Copyright © 2012 Richard P. Nixon All Rights Reserved.
ONIONS DON' T MAKE ME CRY
Christmas leftovers were uncomfortable in my stomach. Donning a brown wool coat, I decided to take the three-mile walk into the country to visit a family that always had a welcome and a bit of fun to offer. Maybe Willie Farrell would be there, and the little kitchen filled with Gaelic music, lilting, tapping feet and turf smoke.
“See that you're home before dark, young lady,” were my mother's parting words before I went out the door.
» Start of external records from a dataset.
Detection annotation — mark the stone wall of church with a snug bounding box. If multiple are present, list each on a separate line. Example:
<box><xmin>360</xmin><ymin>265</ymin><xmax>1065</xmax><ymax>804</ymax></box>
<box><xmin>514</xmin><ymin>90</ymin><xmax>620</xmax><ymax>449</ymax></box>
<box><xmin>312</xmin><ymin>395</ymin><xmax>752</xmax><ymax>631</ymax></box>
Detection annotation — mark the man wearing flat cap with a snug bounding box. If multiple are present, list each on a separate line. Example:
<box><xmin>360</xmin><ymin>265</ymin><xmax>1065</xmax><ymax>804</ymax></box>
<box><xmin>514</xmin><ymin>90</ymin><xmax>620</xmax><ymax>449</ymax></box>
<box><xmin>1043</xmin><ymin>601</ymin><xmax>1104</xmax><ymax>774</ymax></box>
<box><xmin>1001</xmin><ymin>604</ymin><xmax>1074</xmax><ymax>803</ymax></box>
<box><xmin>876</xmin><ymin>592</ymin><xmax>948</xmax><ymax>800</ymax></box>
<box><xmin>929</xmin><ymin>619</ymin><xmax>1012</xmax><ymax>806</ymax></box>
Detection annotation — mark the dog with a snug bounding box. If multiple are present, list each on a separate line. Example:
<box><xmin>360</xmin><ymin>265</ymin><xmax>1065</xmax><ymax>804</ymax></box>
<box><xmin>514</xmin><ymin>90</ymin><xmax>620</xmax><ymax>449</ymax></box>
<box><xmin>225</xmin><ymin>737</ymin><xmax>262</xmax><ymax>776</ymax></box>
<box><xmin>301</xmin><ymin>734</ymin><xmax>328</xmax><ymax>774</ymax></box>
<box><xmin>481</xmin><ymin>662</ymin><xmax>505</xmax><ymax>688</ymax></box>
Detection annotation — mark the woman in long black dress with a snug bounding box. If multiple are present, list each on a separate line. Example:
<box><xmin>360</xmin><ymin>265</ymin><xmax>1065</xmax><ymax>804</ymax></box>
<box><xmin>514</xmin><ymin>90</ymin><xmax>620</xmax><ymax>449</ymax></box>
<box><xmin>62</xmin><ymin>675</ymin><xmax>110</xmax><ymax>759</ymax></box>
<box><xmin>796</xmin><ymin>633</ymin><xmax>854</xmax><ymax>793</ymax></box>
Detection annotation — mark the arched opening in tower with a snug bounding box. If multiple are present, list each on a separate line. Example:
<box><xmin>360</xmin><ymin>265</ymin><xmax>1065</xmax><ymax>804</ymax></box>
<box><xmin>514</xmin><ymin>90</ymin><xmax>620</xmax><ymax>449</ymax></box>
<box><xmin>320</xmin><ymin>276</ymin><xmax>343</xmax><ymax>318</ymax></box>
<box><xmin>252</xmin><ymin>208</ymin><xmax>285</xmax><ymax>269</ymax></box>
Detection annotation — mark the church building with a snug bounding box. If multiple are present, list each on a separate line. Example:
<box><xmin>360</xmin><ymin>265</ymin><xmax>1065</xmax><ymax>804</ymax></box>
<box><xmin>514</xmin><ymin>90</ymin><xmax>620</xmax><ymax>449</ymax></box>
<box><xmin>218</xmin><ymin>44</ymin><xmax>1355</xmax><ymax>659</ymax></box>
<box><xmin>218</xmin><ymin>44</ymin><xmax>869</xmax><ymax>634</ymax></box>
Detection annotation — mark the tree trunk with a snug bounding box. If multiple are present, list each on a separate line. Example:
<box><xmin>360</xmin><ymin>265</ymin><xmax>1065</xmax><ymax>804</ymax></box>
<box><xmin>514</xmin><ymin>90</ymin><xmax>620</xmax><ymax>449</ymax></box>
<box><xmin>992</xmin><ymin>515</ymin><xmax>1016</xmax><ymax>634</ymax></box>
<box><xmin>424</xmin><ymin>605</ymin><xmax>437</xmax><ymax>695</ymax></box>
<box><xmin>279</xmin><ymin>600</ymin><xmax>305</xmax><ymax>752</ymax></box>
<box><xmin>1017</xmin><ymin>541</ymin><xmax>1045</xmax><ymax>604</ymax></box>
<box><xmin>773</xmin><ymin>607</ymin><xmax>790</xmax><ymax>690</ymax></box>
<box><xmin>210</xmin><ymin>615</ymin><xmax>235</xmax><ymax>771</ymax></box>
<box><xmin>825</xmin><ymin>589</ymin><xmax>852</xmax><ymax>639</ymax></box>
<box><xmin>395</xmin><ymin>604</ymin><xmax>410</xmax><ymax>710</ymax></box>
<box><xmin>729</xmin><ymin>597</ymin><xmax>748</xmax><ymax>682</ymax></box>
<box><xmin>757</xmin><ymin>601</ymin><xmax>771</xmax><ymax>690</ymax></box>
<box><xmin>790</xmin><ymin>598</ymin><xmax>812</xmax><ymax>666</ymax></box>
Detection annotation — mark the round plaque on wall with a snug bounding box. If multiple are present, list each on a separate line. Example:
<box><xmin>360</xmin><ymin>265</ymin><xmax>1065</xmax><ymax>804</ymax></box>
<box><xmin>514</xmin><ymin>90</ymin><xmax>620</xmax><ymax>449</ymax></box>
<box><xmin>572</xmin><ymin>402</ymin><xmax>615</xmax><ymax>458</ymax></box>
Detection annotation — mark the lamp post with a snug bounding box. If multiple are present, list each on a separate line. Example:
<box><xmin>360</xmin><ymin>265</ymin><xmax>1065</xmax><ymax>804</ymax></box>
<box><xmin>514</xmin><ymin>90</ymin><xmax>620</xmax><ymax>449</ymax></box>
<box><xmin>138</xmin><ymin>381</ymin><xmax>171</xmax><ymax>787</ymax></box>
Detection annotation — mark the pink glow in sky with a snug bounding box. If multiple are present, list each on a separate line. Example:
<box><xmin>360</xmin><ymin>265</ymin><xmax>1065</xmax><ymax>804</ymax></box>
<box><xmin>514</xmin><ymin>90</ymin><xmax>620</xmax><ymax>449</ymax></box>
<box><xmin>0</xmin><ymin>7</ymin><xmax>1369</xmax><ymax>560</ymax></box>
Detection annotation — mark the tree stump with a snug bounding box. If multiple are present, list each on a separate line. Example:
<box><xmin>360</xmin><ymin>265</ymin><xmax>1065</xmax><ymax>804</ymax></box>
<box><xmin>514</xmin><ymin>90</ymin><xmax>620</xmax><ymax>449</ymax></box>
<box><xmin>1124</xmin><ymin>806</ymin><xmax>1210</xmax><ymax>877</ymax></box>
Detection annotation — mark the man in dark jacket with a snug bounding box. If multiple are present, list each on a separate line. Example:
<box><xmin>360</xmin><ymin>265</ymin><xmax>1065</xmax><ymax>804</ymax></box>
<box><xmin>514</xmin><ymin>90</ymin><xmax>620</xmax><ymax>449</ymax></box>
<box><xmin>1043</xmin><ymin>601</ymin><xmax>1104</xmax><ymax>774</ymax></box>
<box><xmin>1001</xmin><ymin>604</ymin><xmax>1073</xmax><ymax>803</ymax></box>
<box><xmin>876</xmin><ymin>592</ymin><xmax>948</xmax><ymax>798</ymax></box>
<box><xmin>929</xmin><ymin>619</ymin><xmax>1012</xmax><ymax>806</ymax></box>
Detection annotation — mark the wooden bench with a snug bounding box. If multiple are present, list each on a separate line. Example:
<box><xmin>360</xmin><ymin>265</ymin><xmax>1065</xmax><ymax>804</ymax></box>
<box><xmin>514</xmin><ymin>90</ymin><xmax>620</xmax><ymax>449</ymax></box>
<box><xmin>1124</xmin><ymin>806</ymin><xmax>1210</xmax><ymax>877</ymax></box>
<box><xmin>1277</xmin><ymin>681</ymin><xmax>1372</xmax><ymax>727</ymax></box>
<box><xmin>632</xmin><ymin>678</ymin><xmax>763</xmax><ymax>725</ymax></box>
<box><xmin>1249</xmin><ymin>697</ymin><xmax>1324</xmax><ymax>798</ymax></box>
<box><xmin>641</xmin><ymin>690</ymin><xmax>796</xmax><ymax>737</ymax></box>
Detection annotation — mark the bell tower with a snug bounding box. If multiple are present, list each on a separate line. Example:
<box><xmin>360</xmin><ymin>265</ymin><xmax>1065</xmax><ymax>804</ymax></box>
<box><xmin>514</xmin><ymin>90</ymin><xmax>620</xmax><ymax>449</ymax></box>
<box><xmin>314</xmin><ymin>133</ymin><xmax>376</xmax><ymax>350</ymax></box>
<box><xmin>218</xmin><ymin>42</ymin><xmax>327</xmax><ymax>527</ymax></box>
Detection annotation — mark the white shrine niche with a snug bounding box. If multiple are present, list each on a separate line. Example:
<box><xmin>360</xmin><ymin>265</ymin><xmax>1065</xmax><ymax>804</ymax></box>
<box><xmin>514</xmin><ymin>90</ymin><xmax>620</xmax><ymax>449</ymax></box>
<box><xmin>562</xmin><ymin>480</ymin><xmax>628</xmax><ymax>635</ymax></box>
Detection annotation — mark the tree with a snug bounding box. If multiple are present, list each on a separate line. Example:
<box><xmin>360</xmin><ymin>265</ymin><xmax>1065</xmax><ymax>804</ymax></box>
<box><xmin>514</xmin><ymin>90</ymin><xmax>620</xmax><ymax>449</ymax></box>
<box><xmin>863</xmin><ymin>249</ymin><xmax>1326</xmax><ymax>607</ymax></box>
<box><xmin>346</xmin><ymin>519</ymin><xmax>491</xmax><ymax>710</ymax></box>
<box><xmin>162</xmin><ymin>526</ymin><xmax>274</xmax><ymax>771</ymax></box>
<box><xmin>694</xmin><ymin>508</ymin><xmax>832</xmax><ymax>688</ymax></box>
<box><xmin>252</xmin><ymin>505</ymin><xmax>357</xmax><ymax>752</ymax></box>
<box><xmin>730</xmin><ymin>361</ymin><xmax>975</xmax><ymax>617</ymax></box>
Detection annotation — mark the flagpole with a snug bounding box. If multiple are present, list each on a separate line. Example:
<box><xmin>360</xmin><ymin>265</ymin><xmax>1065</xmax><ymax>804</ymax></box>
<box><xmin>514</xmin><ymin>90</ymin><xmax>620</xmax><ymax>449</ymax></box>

In 1938, Ballygawley was typical of Northern Ireland's small towns, without cinema, playgrounds or dance hall, the only restaurant being a fish and chip booth set up by an enterprising family every Saturday night near the courthouse. The day after Christmas was crisp and sunny. Small curls of frozen snow hugged the edges of the cobbled pavements and loose pebbles. The village was silent, the street as empty as Sunday after church.
I walked up the steep hill that was Main Street, its shops and pubs shuttered, past the water pump at the corner where the old courthouse separated Main Street from Church Street, that long straight row of squat whitewashed houses with their half-doors painted every shade of green, red, and yellow. It was on these half-doors that the women leaned, cross-armed, during weekdays, gossiping or watching the children play in the open drains that ran a few yards from the doorsteps. The water from the weekly laundry, bath and daily dishes was emptied down these drains, there being no indoor plumbing in the houses of Church Street.